Bezield en geheim leven
Op de vier middelbare scholen die ik doorliep werd ik omringd door liefde (ook al maakte ik er als puber keer op keer een potje van bij leerkrachten – zacht uitgedrukt – met scholieren had ik de tijd van mijn leven), alleen leerde ik er niet mijn belangrijkste levensles. Die leerde ik door zelf mijn levensverhaal op te schrijven. Een stukje daaruit:
‘Jij gelooft echt in de goedheid van de mens, hè?’ Naast hem hing een whiteboard waarop staatsgevaarlijke netwerken in kaart waren gebracht. Wipe it out. Don’t think so. Let US think for you. Als hij mijn veiligheidsrapport had gelezen wist hij waar ik vandaan kom. Maar we werkten volgens het principe need to know. Waardoor mijn hoofd, van het contra inlichtingen team binnen de geheime dienst waar ik werkte, niet alles wist over mij. Can she do the job? Yes she can.
‘Ik geloof dat een ieder van ons in staat is naar het goede te handelen,’ zei ik. Mijn hoofd glimlachte en keek bedenkelijk. ‘Wat is volgens jou het goede, Gaby?’
Tijdens het gesprek dat ik voerde met de veiligheidsonderzoeker, die voor mijn sollicitatieprocedure bij de geheime dienst onderzoek deed naar of ik wel betrouwbaar was en niet chantabel, vroeg hij mij naar mijn levensloop, motivatie en levensmotto. Ik vertelde hem over mijn mooie leven en hij noteerde dat ik na de scheiding van mijn ouders als kind samen met mijn moeder en broer jarenlang zonder standaard gas en elektriciteit leefde. In een groot rijtjeshuis in een groene wijk in Franeker, waar mensen konden zien hoe mijn moeder jarenlang het petroleumvat aan het stuur van mijn fiets vervoerde en de butaangasfles achterop. Hij luisterde aandachtig, en noteerde mijn levensmotto: het zijn niet de kansen die je krijgt maar de keuzes die je maakt die leiden tot je bestemming.
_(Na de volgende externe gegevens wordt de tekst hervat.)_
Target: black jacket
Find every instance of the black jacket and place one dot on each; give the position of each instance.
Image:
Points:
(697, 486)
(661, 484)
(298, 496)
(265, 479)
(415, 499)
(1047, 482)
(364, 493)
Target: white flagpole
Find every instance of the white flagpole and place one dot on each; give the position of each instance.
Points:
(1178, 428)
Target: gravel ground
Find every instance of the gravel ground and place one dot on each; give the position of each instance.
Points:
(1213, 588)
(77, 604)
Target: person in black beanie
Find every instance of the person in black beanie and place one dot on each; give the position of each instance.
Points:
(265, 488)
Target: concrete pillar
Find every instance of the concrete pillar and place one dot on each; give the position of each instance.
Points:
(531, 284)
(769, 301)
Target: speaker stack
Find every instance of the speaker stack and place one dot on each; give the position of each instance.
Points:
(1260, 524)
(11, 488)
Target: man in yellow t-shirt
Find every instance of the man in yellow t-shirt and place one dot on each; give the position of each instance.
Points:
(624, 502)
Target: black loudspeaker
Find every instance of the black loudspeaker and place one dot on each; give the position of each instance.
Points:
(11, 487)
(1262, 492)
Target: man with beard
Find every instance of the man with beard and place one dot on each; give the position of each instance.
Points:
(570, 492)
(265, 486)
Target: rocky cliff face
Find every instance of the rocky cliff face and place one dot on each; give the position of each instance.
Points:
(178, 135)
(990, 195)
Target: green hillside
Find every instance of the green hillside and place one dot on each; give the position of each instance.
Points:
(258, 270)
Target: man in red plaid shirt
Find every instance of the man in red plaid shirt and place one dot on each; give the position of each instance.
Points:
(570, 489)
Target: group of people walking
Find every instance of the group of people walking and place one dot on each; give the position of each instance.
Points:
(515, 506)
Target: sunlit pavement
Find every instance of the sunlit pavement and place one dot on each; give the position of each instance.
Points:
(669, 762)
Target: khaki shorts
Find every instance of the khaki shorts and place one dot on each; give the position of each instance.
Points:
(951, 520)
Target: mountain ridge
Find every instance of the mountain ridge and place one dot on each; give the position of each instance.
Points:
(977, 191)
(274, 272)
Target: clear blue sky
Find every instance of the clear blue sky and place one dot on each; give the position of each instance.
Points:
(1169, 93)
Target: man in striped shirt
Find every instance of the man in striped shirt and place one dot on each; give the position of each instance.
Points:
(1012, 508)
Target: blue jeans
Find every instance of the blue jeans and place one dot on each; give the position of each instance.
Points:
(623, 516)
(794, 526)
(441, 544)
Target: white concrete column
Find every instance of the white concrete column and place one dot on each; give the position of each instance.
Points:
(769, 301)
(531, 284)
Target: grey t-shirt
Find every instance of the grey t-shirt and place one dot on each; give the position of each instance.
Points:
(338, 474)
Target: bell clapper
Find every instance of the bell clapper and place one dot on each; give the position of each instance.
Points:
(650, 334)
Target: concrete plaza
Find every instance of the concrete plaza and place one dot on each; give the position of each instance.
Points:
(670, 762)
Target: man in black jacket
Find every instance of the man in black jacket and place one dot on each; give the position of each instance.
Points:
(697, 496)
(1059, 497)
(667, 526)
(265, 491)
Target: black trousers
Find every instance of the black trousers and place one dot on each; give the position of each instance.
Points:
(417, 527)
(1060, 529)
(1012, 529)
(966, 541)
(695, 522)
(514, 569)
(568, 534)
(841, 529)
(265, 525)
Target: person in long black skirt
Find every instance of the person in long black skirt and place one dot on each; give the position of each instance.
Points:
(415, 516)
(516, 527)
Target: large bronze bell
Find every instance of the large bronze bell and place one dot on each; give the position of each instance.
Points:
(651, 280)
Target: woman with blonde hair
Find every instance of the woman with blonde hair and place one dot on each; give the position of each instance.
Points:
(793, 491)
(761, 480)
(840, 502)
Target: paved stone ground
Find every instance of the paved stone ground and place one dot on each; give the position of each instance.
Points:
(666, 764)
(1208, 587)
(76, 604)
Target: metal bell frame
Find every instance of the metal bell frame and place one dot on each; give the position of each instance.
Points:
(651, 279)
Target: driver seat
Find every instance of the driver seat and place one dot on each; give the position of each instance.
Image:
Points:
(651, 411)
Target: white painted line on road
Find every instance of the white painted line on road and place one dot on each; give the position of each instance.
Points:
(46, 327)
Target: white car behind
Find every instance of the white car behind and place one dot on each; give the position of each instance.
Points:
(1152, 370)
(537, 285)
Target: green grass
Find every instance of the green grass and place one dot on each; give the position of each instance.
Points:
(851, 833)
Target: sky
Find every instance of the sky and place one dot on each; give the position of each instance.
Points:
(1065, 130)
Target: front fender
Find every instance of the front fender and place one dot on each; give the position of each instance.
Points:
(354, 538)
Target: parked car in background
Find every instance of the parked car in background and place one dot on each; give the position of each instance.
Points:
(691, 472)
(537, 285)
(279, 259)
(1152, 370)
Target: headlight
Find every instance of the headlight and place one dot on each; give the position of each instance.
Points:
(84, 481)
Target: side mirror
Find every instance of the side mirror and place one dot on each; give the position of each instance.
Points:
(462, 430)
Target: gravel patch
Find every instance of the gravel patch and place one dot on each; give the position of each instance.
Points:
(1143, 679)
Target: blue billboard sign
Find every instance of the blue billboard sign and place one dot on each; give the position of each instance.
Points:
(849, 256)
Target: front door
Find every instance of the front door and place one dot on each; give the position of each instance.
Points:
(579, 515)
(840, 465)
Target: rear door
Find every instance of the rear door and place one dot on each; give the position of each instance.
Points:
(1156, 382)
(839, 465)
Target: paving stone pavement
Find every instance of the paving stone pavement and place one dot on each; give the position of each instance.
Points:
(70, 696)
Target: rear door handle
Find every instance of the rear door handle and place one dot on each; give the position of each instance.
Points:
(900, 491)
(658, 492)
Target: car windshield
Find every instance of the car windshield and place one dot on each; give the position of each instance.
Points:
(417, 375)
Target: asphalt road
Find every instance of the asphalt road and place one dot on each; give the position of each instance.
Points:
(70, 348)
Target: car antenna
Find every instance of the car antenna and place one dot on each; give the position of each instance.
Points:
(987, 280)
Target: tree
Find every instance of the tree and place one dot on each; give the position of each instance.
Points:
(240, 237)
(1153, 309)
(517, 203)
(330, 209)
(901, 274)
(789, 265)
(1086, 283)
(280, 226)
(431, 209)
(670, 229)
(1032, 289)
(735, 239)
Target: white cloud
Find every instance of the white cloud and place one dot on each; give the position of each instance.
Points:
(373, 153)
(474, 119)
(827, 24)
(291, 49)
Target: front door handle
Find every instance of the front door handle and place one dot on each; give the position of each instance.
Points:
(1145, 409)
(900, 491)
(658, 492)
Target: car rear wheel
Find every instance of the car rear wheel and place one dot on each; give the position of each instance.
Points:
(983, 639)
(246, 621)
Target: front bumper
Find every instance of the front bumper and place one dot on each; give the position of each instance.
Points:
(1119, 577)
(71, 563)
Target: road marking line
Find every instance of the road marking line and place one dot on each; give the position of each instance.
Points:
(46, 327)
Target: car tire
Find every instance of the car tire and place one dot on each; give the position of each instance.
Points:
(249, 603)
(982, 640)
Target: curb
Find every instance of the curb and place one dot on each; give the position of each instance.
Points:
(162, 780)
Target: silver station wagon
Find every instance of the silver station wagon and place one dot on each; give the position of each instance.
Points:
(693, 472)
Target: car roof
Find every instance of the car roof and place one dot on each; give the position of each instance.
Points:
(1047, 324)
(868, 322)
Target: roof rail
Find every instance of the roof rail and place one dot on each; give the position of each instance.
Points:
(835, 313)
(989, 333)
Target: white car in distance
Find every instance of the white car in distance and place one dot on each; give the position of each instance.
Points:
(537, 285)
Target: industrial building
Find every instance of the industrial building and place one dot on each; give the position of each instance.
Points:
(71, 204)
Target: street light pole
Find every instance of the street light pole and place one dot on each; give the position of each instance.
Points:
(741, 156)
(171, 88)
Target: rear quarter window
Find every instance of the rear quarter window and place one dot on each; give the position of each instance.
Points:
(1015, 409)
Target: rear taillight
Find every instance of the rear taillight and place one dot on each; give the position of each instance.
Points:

Vier maanden later, na een grondig antecedentenonderzoek, verwierf ik veiligheidsstatus A.
‘Jíj?! Jij hebt echt geen mooi leven gehad,’ zei een geliefde eens tegen mij, ‘eerder zielig.’ Interessant woord. Als vrijgezel ontmoette ik hem op Generations of Love, een kleinschalig festival bij Strand West in Amsterdam, waar ik viel voor zijn gladde praatjes. Maar na wat maanden om elkaar heen te hebben gehangen leerden we elkaar beter kennen en pasten we eigenlijk totaal niet bij elkaar. Toch hebben we elkaar geholpen. Tien jaar later trof ik hem toevallig in de Jordaan. Hij vroeg me of ik bereid was mijn gezin te verlaten om samen met hem de wereld over te gaan; samen op avontuur. Het had iets zieligs.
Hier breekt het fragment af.